Investments Unlimited is a bit light compared to its predecessors. However, it’s still an important read because it sheds light on how we can bring security into the fold and automate compliance to make the right way the easy way. The book is chock full of valuable concepts, but in their attempt to avoid recommending specific tools, it came up short on implementation details. The book’s main plot revolves around writing a tool that copies the functionality found in many commercially available DevOps tools, which is the real mark of a fable (or at least a “not invented here” culture).

Here are a few essential concepts mentioned in the book:

DevSecOps

DevSecOps adds security to the group of folks called in to shift left. While I’m not too fond of the term creep, I’m 150% in favor of bringing security folks into the early development process, defining security requirements, and then automating compliance via policies and pipeline design.

Golden Path

One of the problems around automating processes in a mature organization is that you always end up with outlying legacy applications that can’t fit into your framework. On the other side is the need to adopt new technologies that might not have widespread adoption in the company yet. Instead of automating all edge cases, focus your efforts on a “golden path” of widely used platforms. If someone needs to go off the golden path, they are in charge of implementing the compliance controls themselves.

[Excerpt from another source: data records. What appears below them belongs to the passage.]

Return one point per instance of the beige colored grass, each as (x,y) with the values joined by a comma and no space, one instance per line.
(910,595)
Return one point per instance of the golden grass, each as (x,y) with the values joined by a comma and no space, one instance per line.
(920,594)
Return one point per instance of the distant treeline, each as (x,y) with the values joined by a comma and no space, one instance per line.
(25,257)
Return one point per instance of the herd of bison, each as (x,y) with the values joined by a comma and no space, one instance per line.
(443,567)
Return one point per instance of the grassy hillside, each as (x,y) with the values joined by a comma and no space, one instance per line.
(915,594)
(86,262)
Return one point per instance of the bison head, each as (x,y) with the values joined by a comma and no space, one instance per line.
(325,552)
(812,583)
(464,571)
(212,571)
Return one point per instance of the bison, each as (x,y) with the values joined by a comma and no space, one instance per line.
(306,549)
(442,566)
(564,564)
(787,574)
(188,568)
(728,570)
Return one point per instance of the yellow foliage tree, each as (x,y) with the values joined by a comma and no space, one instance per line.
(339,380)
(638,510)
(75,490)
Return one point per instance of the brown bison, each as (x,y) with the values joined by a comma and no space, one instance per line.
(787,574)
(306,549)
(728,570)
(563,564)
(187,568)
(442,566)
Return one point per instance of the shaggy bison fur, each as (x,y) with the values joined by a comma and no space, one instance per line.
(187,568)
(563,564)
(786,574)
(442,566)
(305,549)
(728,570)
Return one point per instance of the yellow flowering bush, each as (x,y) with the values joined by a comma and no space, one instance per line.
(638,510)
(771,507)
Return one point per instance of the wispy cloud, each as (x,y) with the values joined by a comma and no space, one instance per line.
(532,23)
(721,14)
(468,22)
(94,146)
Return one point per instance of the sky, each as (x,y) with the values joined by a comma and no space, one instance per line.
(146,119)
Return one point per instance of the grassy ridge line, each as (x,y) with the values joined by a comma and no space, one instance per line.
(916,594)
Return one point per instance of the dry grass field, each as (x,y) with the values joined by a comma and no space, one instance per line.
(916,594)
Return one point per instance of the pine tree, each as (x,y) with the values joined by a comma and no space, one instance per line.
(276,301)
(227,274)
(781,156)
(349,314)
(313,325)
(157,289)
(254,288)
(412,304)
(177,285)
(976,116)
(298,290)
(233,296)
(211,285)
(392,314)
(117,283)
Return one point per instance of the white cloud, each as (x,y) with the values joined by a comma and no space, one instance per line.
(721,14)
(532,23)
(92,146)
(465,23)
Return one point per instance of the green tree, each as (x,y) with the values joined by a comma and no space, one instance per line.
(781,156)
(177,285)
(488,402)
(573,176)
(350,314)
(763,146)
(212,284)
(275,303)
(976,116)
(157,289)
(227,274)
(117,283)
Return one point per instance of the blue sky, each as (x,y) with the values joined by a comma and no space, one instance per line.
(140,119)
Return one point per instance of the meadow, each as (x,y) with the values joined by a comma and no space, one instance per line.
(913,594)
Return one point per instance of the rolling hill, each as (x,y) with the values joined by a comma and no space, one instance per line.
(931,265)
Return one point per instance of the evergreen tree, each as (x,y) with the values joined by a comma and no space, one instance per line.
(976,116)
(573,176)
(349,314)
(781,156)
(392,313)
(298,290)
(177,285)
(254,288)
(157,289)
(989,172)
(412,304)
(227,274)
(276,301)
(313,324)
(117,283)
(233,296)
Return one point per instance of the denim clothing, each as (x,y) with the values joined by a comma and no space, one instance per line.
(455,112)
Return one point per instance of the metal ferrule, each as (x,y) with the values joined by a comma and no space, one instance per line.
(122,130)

The beauty of this approach is that it rewards building on a common platform while not punishing or restricting the ability to innovate. If a team thinks they can do better work with a different stack, they are welcome to try it. Similarly, if an older system is printing money for the organization, it might not be worth re-platforming it.

Software Composition Analysis / Software Bill of Materials

Most modern software is an amalgamation of components. Any given solution can include hundreds of packages (if you doubt this, look at any node_modules folder). These packages can be open source, written by the company, or commercially purchased. A vulnerability in these upstream packages can trickle down to your systems. Tracking these components and ensuring they are secure is a huge task, but several tools can automate the process.

Error / Risk Budgets

Error and risk budgeting is a concept from the SRE community. Instead of defining success as perfection, determine an amount of risk or quality deficit tolerable for your particular application. If your app exceeds its budget (i.e., There are too many risks or quality-related defects), drop everything to remediate the risks and get the application back under the budget. This approach works because it allows you to make appropriate tradeoffs while making plans to improve quality over time.

Should I Read It?

Investments Unlimited is worth a read if you’re interested in a story about how to bring security into the software development conversation. This is an excellent book to listen to while driving to work or mowing the lawn. It’s also a fabulous book to hand out to non-technical folks trying to understand why we care so much about automating everything.

If you’re already doing DevSecOps work, Investments Unlimited is probably going to be too light on details for you. Hopefully, they’ll include more actionable tips in the next version of the DevOps Handbook.